La prima variazione di bilancio movimenta risorse per 103,5milioni, che non sono altro che quei 61milioni rimasti dall’accantonamento, ai quali si aggiungono i 42 milioni e mezzo recuperati dalla sanità, che ha restituito quanto le era stato assegnato in via straordinaria.
Le risorse della variazione sono state destinate per quasi 9milioni a copertura di un minore trasferimento dello Stato relativo all’Irap, dopo che era stata introdotta la piena deducibilità del costo del lavoro a carico delle imprese; 11milioni e mezzo sono destinati ai fondi di riserva, ‘alleggeriti’ all’inizio dell’anno, e per 80milioni a rifinanziare varie politiche sia correnti che di investimento.

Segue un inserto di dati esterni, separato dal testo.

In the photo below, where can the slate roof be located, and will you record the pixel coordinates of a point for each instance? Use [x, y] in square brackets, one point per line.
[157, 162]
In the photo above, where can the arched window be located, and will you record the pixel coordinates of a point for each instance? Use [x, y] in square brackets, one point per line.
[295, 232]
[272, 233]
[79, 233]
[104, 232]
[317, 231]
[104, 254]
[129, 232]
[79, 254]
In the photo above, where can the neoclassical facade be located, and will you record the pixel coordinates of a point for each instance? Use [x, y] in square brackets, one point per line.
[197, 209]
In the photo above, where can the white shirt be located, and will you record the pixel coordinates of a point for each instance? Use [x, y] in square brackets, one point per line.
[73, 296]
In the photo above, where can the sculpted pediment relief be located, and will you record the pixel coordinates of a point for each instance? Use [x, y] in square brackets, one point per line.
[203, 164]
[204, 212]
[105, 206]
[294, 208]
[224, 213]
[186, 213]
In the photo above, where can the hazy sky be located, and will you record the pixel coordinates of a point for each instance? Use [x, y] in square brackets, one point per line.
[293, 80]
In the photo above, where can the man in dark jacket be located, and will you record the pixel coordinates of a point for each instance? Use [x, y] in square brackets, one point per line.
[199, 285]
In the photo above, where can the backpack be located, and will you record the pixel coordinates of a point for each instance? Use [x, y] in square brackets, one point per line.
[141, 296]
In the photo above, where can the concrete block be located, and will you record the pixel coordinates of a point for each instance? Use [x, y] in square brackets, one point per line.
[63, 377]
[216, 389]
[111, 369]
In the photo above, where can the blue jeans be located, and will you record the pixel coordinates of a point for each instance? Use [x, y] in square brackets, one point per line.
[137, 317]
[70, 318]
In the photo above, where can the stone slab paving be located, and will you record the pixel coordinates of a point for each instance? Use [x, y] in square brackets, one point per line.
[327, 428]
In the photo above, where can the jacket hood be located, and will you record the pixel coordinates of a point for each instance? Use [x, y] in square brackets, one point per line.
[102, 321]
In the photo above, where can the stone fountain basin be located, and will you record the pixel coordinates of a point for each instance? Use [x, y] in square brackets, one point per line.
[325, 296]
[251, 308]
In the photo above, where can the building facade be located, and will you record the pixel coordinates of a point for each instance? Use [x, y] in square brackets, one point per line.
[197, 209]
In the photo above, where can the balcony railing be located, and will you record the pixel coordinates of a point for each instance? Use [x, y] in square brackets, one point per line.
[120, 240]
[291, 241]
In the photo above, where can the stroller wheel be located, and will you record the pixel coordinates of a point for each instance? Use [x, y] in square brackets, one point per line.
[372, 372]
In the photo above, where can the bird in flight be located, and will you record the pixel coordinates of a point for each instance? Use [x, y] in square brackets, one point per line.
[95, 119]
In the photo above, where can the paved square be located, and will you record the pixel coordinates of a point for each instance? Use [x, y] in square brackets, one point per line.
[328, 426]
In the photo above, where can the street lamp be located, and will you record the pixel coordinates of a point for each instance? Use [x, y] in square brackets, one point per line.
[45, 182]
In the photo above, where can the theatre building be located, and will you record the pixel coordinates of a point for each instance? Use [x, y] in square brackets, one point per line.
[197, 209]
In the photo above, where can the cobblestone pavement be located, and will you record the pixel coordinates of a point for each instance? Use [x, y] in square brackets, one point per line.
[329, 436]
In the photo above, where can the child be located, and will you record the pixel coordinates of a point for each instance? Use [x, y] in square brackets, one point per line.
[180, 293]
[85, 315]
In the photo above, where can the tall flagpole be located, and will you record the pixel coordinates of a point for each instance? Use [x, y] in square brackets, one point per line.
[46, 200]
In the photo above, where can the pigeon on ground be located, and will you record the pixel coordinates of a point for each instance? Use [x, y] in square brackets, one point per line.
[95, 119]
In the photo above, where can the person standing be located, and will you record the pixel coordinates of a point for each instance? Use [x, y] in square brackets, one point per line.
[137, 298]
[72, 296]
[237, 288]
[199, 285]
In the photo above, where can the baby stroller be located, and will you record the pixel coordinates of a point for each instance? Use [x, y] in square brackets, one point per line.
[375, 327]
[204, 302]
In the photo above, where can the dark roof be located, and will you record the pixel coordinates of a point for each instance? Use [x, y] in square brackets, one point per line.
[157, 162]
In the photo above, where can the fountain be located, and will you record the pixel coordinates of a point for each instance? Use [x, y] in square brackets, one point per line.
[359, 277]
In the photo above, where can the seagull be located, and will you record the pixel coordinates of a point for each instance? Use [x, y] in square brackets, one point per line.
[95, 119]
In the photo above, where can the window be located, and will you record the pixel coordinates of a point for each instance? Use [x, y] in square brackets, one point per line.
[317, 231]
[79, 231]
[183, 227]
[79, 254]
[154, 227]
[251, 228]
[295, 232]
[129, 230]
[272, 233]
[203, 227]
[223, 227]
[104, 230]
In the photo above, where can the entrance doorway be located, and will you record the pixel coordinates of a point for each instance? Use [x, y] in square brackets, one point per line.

Per quanto attiene al Defr 2017, è utile ricordare che il programma regionale di sviluppo 2016-2020, approvato dal Consiglio regionale lo scorso marzo, ha introdotto cambiamenti anche sostanziali nella proposta iniziale della giunta, datata giugno 2016. A tale proposta aveva fatto riferimento il Documento di economia e finanza regionale 2017. Da qui la necessità di adeguare e integrare la sezione programmatoria del Defr 2017 e della relativa nota di aggiornamento.
Sullo sfondo rimane il tema del riassetto istituzionale, conseguente alla legge Delrio ed alla normativa regionale sul riordino delle funzioni provinciali. Una riflessione che ha portato a leggere il territorio per zone (aree territoriali omogenee) e grandi aree geografiche da tenere come riferimento per la programmazione.
In attesa che siano individuate nuove zone territoriali omogenee, gli interventi attuativi dei progetti regionali del Prs continueranno ad avere come riferimento la dimensione territoriale già stabilita, ad eccezione degli interventi di sostegno ai comuni per il contrasto all’evasione fiscale, che avranno come riferimento gli ambiti di dimensione territoriale adeguata, come definiti nell’allegato A della legge 68/2011.